Chinese Foreign Minister Wang Yi told reporters in Beijing on Friday that his government will step up investment, financial assistance, and diplomatic outreach to Africa, seemingly seeking to exploit an opening created by reduced foreign aid under President Donald Trump, and a joke Trump told this week that has rubbed some Africans the wrong way.
“The stability and development of Africa are crucial to the shared destiny of humanity. The world should listen to Africa’s voice and pay attention to its concerns,” Wang said at a press conference during China’s annual “Two Sessions” political event, a dual meeting of the National People’s Congress and the People’s Political Consultative Conference.
“Africa is undergoing a new awakening, and all nations should support Africa in forging a new path of self-reliance and self-strengthening development,” he said.
To this end, Wang said China would help African nations “speed up the process of industrialization and modernization in agriculture” and develop leading-edge technologies such as “digitization, green sectors, and artificial intelligence.”
“Africa is the land of hope for the 21st Century,” Wang said. “Without the modernization of Africa, there can be no modernization of the world.”
Lauren Johnston, an associate professor of China studies at the University of Sydney, wrote at The Conversation on Thursday that China may hope African suppliers can make up for U.S. agricultural exports halted during the new trade war with America. China was able to make similar use of African business connections to blunt some of the pain from Trump’s tariffs during his first term.
Johnston noted that China began making high-profile efforts to foster increased African trade within a month of Trump returning to the White House. African countries are “responding to the new opportunities from China,” although most of those responses have been symbolic so far, such as opening trade offices in China and attending technology expos.
Semafor spoke to a bevy of China-Africa analysts on Monday who said that for all of China’s talk about supporting Africa, Beijing is very unlikely to replace the U.S. Agency for International Development (USAID) programs shuttered by Trump.
“The idea that the dismantling of USAID opens the door wider for China in Africa is a misdirection. They don’t give aid in that way, so they can’t “replace” USAID,” said Development Reimagined consulting firm CEO Hannah Ryder.

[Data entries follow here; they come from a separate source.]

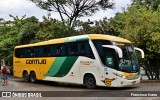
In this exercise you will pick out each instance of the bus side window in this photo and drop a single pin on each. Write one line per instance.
(81, 49)
(47, 51)
(18, 53)
(58, 50)
(41, 51)
(63, 50)
(53, 50)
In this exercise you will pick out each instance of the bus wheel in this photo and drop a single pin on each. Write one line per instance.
(33, 77)
(25, 76)
(90, 81)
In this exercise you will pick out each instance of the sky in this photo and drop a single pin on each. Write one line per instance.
(26, 7)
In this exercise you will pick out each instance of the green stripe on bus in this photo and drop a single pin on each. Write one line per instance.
(55, 67)
(66, 67)
(61, 66)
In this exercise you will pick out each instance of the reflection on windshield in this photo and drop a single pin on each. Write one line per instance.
(129, 61)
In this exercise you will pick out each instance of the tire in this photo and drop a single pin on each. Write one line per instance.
(25, 76)
(90, 81)
(33, 77)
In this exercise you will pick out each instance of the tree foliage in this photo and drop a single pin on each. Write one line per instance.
(72, 9)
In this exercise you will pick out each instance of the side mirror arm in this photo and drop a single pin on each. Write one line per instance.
(142, 52)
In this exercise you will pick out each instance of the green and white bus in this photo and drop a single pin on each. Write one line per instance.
(92, 60)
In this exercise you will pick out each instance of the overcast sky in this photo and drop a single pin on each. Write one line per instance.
(25, 7)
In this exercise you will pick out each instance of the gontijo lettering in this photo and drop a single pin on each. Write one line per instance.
(36, 61)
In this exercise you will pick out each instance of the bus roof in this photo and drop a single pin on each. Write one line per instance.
(79, 37)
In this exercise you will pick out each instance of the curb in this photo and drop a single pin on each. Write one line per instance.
(149, 81)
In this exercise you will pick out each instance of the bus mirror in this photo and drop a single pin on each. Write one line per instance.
(140, 50)
(118, 50)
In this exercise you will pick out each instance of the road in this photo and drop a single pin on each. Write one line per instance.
(72, 91)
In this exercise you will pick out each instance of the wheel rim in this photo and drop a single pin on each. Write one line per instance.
(33, 77)
(91, 81)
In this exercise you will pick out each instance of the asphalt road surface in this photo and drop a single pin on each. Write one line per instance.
(62, 91)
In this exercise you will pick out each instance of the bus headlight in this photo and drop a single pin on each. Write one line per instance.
(124, 77)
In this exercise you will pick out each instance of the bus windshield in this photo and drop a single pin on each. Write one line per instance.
(129, 61)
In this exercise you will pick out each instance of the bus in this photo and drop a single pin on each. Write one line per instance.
(91, 59)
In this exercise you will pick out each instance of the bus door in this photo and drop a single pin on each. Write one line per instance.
(109, 60)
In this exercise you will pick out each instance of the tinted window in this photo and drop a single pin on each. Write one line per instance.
(56, 50)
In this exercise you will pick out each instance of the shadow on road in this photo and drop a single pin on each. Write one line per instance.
(74, 86)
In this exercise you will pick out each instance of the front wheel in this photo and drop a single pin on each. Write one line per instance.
(90, 81)
(25, 76)
(33, 77)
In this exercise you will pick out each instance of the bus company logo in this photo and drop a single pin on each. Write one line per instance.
(36, 61)
(86, 63)
(6, 94)
(17, 61)
(108, 81)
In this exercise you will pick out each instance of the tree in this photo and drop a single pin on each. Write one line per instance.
(142, 27)
(154, 4)
(72, 9)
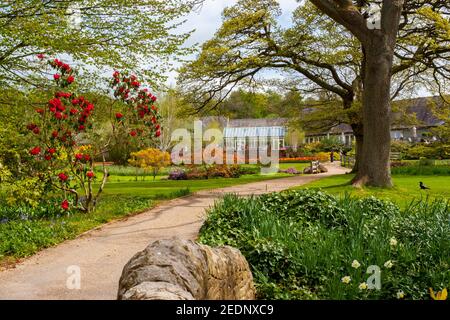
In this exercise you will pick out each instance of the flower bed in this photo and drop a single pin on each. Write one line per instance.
(311, 245)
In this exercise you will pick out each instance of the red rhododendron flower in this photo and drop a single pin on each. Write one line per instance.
(31, 126)
(35, 151)
(63, 177)
(65, 204)
(57, 62)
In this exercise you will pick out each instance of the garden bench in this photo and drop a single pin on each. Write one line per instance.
(395, 156)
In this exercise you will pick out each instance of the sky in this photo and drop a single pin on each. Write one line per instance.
(208, 18)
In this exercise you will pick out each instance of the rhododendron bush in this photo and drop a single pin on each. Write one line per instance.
(65, 143)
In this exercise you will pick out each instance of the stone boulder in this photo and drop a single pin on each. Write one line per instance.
(177, 269)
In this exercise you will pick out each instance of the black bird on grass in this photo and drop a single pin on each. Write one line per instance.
(422, 186)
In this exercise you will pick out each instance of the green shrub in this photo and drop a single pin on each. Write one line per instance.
(416, 170)
(300, 244)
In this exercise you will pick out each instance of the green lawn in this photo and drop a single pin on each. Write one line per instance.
(122, 196)
(406, 188)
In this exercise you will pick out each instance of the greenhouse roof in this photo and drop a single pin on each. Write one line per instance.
(243, 132)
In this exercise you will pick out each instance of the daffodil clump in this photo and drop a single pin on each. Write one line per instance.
(307, 244)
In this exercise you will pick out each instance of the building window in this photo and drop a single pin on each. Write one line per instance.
(275, 144)
(262, 143)
(240, 144)
(253, 143)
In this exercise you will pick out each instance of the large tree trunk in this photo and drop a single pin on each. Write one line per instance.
(374, 170)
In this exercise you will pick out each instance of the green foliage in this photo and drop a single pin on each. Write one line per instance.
(114, 34)
(421, 170)
(300, 244)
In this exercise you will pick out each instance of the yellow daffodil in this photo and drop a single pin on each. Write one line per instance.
(346, 279)
(440, 295)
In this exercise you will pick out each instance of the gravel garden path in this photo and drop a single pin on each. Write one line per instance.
(101, 253)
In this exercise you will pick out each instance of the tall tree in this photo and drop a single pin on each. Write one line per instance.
(327, 57)
(138, 35)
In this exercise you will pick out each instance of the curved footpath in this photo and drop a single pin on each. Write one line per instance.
(101, 253)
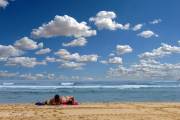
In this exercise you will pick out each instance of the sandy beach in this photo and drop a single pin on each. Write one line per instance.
(96, 111)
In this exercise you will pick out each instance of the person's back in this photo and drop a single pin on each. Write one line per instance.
(54, 101)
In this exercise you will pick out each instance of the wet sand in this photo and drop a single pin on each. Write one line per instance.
(93, 111)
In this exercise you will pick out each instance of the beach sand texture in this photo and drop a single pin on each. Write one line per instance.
(98, 111)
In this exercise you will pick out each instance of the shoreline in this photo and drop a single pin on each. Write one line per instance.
(93, 111)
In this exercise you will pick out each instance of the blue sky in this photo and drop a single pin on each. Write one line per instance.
(60, 39)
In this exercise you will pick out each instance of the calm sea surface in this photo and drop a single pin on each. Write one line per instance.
(24, 91)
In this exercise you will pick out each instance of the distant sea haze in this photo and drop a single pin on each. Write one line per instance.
(21, 91)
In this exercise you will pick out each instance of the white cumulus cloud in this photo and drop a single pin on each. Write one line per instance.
(27, 44)
(162, 51)
(24, 62)
(66, 55)
(123, 49)
(43, 51)
(63, 26)
(76, 42)
(137, 27)
(147, 34)
(73, 65)
(9, 51)
(105, 20)
(155, 21)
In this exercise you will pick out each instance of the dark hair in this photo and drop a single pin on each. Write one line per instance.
(56, 97)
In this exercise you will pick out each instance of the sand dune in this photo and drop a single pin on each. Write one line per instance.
(98, 111)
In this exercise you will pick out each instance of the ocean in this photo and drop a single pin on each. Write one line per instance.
(31, 91)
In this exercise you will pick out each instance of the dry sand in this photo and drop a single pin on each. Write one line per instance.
(96, 111)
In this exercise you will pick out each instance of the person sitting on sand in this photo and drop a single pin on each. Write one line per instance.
(61, 100)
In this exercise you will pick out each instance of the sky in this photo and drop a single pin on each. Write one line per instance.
(89, 40)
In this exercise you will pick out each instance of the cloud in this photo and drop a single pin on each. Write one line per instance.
(30, 76)
(66, 55)
(147, 34)
(162, 51)
(24, 62)
(3, 3)
(105, 20)
(76, 42)
(73, 65)
(9, 51)
(137, 27)
(43, 51)
(63, 26)
(147, 70)
(6, 74)
(123, 49)
(155, 21)
(115, 60)
(27, 44)
(50, 59)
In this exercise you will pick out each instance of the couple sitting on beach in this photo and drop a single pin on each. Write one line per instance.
(60, 100)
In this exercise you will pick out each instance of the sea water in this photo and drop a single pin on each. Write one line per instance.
(30, 91)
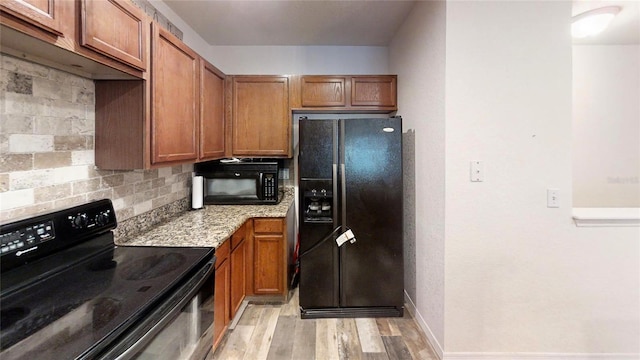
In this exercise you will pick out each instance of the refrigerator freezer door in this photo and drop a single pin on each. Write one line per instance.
(372, 268)
(317, 148)
(317, 164)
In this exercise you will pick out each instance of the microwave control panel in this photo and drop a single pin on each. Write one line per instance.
(270, 187)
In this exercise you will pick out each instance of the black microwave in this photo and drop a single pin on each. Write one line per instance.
(239, 183)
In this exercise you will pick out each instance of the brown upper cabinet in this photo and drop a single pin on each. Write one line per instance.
(174, 117)
(212, 120)
(44, 14)
(344, 93)
(323, 91)
(175, 91)
(95, 39)
(260, 116)
(115, 28)
(374, 91)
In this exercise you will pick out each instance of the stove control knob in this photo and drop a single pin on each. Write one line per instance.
(102, 218)
(79, 221)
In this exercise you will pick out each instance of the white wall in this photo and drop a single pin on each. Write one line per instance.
(283, 60)
(606, 126)
(189, 36)
(417, 55)
(301, 60)
(520, 280)
(520, 277)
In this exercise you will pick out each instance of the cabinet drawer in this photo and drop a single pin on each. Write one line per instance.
(238, 236)
(268, 226)
(222, 252)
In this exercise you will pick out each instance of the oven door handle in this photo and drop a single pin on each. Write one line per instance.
(185, 299)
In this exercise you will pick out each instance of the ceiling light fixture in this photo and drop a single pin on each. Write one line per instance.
(593, 22)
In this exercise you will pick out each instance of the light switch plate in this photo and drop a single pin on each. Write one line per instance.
(553, 198)
(477, 171)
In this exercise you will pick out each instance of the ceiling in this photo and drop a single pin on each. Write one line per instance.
(623, 30)
(342, 22)
(294, 22)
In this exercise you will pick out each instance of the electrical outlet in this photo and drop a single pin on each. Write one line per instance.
(553, 198)
(477, 171)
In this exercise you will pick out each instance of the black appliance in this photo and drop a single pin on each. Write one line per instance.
(350, 196)
(68, 293)
(239, 182)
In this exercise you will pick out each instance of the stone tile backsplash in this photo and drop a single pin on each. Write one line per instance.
(47, 151)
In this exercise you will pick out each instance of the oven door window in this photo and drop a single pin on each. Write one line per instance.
(189, 335)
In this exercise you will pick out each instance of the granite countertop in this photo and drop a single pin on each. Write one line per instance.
(208, 227)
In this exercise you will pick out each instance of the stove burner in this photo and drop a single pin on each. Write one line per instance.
(105, 310)
(102, 264)
(152, 266)
(10, 316)
(28, 325)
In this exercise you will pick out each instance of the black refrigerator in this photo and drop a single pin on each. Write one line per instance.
(351, 204)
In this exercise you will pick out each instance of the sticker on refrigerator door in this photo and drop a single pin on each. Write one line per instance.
(344, 237)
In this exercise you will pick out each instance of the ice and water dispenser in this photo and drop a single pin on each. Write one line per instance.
(318, 202)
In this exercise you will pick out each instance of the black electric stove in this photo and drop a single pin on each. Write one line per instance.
(68, 292)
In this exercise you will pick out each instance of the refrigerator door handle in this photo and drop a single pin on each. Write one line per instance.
(335, 194)
(343, 196)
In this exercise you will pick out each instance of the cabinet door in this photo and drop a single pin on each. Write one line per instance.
(115, 28)
(174, 97)
(261, 119)
(323, 91)
(268, 264)
(379, 91)
(212, 120)
(44, 14)
(238, 276)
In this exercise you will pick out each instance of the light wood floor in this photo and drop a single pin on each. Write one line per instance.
(276, 332)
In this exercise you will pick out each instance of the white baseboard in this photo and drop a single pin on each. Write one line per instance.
(442, 355)
(538, 356)
(435, 345)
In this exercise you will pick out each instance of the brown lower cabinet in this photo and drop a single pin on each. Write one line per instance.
(252, 262)
(221, 300)
(269, 256)
(238, 259)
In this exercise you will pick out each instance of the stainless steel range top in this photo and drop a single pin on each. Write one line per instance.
(68, 292)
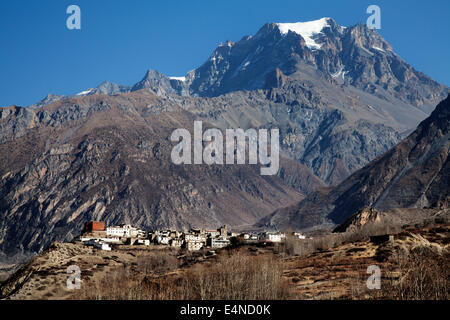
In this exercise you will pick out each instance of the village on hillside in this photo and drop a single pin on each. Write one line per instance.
(98, 235)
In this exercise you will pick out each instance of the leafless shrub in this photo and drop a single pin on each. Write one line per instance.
(232, 276)
(424, 275)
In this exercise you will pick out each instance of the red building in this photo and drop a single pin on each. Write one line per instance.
(91, 226)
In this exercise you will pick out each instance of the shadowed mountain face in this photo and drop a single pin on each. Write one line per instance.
(108, 158)
(413, 174)
(339, 96)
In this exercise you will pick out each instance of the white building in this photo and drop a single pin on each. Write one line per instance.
(272, 237)
(125, 230)
(299, 235)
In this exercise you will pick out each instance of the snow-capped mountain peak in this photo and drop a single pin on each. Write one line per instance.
(308, 30)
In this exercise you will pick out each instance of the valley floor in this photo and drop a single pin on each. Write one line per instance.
(337, 269)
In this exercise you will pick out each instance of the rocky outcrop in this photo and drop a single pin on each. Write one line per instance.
(413, 174)
(108, 158)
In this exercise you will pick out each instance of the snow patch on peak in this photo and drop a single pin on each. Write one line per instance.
(183, 79)
(85, 93)
(306, 29)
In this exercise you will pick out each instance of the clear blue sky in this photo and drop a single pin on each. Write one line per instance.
(120, 40)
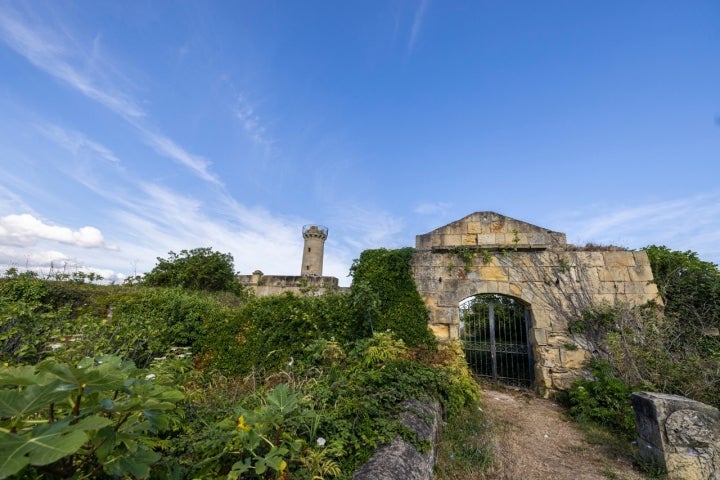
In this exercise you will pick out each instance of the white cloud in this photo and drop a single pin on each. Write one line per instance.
(26, 230)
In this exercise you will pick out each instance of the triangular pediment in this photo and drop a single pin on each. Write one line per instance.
(490, 230)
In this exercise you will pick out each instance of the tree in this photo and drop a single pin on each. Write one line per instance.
(196, 269)
(689, 287)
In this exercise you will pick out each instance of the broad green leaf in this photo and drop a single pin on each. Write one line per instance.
(93, 422)
(20, 376)
(105, 376)
(44, 445)
(135, 464)
(32, 399)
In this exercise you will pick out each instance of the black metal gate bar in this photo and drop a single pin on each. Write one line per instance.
(493, 346)
(494, 331)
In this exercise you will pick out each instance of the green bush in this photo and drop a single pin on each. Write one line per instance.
(195, 269)
(267, 333)
(604, 399)
(386, 297)
(101, 417)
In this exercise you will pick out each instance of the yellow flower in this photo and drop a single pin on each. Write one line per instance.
(242, 425)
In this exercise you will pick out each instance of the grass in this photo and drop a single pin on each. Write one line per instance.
(619, 446)
(466, 448)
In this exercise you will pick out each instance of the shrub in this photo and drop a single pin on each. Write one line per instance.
(386, 297)
(103, 415)
(196, 269)
(603, 399)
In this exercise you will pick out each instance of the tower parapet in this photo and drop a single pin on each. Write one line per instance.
(313, 250)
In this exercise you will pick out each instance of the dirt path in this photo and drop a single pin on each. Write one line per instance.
(535, 441)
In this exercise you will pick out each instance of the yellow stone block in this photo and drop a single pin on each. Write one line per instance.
(619, 259)
(474, 227)
(493, 273)
(442, 332)
(470, 239)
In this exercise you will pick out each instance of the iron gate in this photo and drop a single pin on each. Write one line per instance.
(494, 332)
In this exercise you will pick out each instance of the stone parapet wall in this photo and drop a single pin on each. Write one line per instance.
(266, 285)
(489, 230)
(557, 282)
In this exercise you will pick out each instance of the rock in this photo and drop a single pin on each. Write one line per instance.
(401, 460)
(679, 434)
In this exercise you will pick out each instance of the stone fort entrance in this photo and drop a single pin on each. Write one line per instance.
(495, 256)
(494, 333)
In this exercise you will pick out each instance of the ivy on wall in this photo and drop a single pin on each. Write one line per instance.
(384, 291)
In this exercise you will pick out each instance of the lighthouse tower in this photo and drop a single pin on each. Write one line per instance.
(313, 250)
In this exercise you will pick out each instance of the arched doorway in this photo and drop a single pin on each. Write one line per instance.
(494, 332)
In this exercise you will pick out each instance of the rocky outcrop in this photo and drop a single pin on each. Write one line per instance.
(678, 434)
(400, 460)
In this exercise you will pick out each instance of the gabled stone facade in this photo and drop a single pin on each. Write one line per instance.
(488, 253)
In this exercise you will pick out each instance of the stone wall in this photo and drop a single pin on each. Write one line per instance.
(265, 285)
(678, 434)
(488, 253)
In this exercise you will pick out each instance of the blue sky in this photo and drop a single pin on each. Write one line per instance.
(129, 129)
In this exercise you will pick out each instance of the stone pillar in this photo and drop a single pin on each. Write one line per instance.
(313, 250)
(678, 434)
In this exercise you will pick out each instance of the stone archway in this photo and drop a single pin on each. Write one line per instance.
(488, 253)
(494, 331)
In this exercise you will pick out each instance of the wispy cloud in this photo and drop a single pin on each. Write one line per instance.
(417, 24)
(48, 50)
(76, 142)
(680, 224)
(26, 230)
(251, 122)
(430, 208)
(366, 227)
(168, 148)
(54, 52)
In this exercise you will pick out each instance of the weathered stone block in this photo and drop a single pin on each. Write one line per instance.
(474, 227)
(451, 240)
(562, 378)
(619, 259)
(401, 459)
(493, 273)
(613, 274)
(679, 434)
(469, 239)
(640, 273)
(573, 359)
(486, 239)
(538, 336)
(550, 357)
(441, 331)
(641, 258)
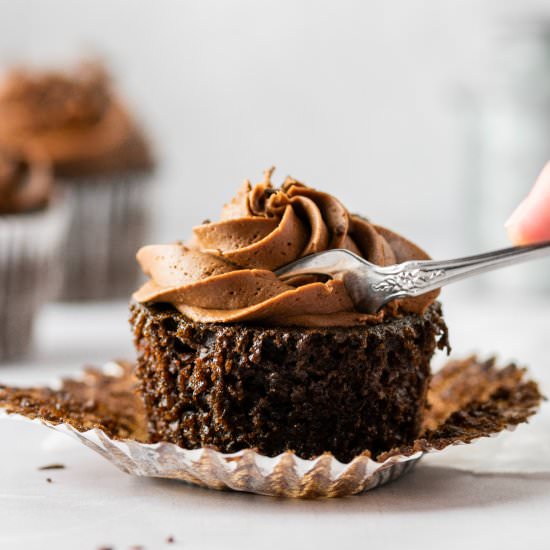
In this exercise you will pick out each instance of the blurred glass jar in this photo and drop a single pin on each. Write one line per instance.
(509, 143)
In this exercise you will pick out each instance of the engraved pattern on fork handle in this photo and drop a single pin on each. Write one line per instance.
(408, 281)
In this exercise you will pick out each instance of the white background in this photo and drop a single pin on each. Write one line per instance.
(366, 99)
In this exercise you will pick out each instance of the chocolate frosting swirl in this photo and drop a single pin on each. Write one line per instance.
(25, 185)
(225, 272)
(74, 119)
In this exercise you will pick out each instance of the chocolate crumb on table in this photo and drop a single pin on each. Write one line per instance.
(52, 467)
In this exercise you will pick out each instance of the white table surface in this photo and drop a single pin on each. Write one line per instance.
(495, 493)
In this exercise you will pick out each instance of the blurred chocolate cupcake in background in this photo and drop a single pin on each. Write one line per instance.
(100, 158)
(33, 226)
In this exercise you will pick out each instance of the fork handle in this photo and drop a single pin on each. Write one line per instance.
(417, 277)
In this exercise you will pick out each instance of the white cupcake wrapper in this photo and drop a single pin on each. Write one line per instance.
(30, 251)
(285, 475)
(109, 222)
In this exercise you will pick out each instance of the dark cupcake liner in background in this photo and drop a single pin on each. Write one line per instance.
(109, 222)
(30, 273)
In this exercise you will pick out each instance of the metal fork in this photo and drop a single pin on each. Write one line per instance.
(371, 286)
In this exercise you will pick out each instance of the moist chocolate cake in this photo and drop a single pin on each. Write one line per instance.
(229, 356)
(342, 390)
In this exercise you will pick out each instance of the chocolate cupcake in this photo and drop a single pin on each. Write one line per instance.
(32, 227)
(99, 157)
(231, 357)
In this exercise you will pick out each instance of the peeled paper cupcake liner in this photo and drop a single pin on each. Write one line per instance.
(109, 222)
(30, 251)
(103, 412)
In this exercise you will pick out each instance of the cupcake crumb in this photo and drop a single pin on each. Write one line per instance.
(52, 467)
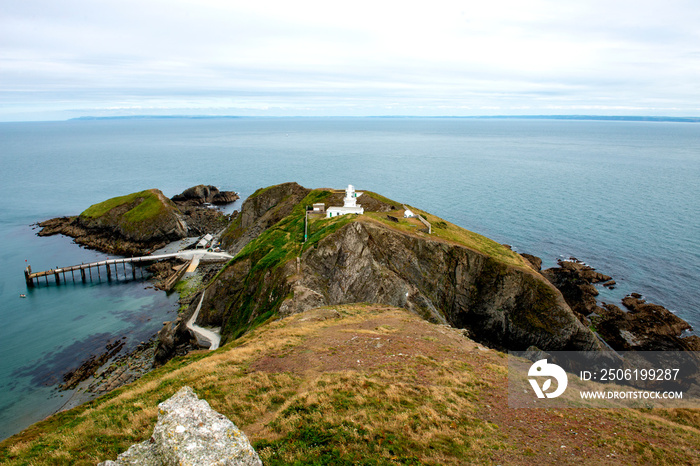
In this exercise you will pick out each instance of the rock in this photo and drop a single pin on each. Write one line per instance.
(535, 261)
(173, 339)
(502, 306)
(202, 194)
(645, 327)
(188, 431)
(257, 214)
(574, 280)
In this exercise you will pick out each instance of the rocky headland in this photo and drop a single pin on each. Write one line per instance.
(641, 327)
(141, 222)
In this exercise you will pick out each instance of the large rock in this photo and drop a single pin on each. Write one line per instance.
(127, 225)
(189, 432)
(644, 327)
(202, 194)
(575, 282)
(503, 306)
(260, 211)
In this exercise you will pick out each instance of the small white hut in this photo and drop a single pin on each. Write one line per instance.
(350, 205)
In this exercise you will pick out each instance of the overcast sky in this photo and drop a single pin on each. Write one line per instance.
(61, 59)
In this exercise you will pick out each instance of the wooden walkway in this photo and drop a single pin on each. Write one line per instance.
(110, 267)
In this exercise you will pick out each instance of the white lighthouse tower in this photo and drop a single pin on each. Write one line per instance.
(350, 205)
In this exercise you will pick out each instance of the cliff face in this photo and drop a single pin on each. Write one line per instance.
(260, 211)
(364, 260)
(140, 222)
(127, 225)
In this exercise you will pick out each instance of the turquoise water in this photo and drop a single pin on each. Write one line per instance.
(622, 196)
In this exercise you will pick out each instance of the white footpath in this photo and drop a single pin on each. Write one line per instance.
(203, 333)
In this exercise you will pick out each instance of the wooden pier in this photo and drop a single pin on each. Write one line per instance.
(110, 267)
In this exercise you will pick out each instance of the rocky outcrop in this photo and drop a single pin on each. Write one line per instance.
(203, 194)
(126, 225)
(575, 281)
(365, 261)
(138, 223)
(644, 327)
(260, 211)
(190, 432)
(173, 339)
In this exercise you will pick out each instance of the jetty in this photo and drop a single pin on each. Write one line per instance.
(110, 267)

Another analyst, Ronak Gopaldas of Signal Risk, said that “Trump’s America First approach will create some geopolitical opportunities for China to step into a leadership void in Africa,” but agreed that China does not provide huge amounts of foreign aid like the U.S. usually does.
In fact, as Semafor pointed out, China’s preference for big loans and profit-making investments is fundamentally “transactional” in nature, which is not very different from what Trump’s America First strategy envisions.
“If the Trump administration shifts toward the dealmaking approach that China has prioritized in the Global South, it could potentially increase U.S. effectiveness in its competition with China in Africa,” the Brookings Institution likewise recommended.
The feelings of various African leaders toward Trump could influence the continental chess match between the U.S. and China. During Trump’s address to Congress on Tuesday, in the course of listing some of the wasteful and absurd government programs he is shutting down, Trump made a joke about Lesotho being a country “which nobody has ever heard of.”
The BBC described Lesotho’s government as being “shocked” that Trump would be so dismissive of their country after years of “warm and cordial” relations with the United States.
“To my surprise, ‘the country that nobody has heard of’ is the country where the U.S. has a permanent mission,” Lesotho’s Foreign Affairs Minister Lejone Mpotjoane responded sarcastically.
“Lesotho is a member of the U.N. and of a number of other international bodies. And the US has an embassy here, and a number of US organisations we’ve accommodated here in Maseru,” said Mpotjoane. Maseru is the capital of Lesotho.
Mpotjoane said his government is “not taking this matter lightly,” and would make an official protest to Washington.
“Lesotho is such a significant and unique country in the whole world. I would be happy to invite the president, as well as the rest of the world, to come to Lesotho,” he said during an interview with Reuters.
Lesotho officials were notably less interested in criticizing Trump for shutting down USAID funding for LGBTQ organizations in Lesotho, with Mpotjoane shrugging it off as the U.S. government’s “prerogative to cut aid if they want to.”
Agence France-Presse (AFP) noted that America has given substantial amounts of aid to Lesotho for health and crop production, including medication and other support against HIV/AIDS, a disease for which Lesotho has one of the highest infection rates in the world.
The danger for U.S. diplomatic efforts in Africa is that other nations might feel they could be treated with disrespect even after maintaining good relations, creating an opportunity for China to step in and assure African leaders they would not be insulted if they partner with Beijing.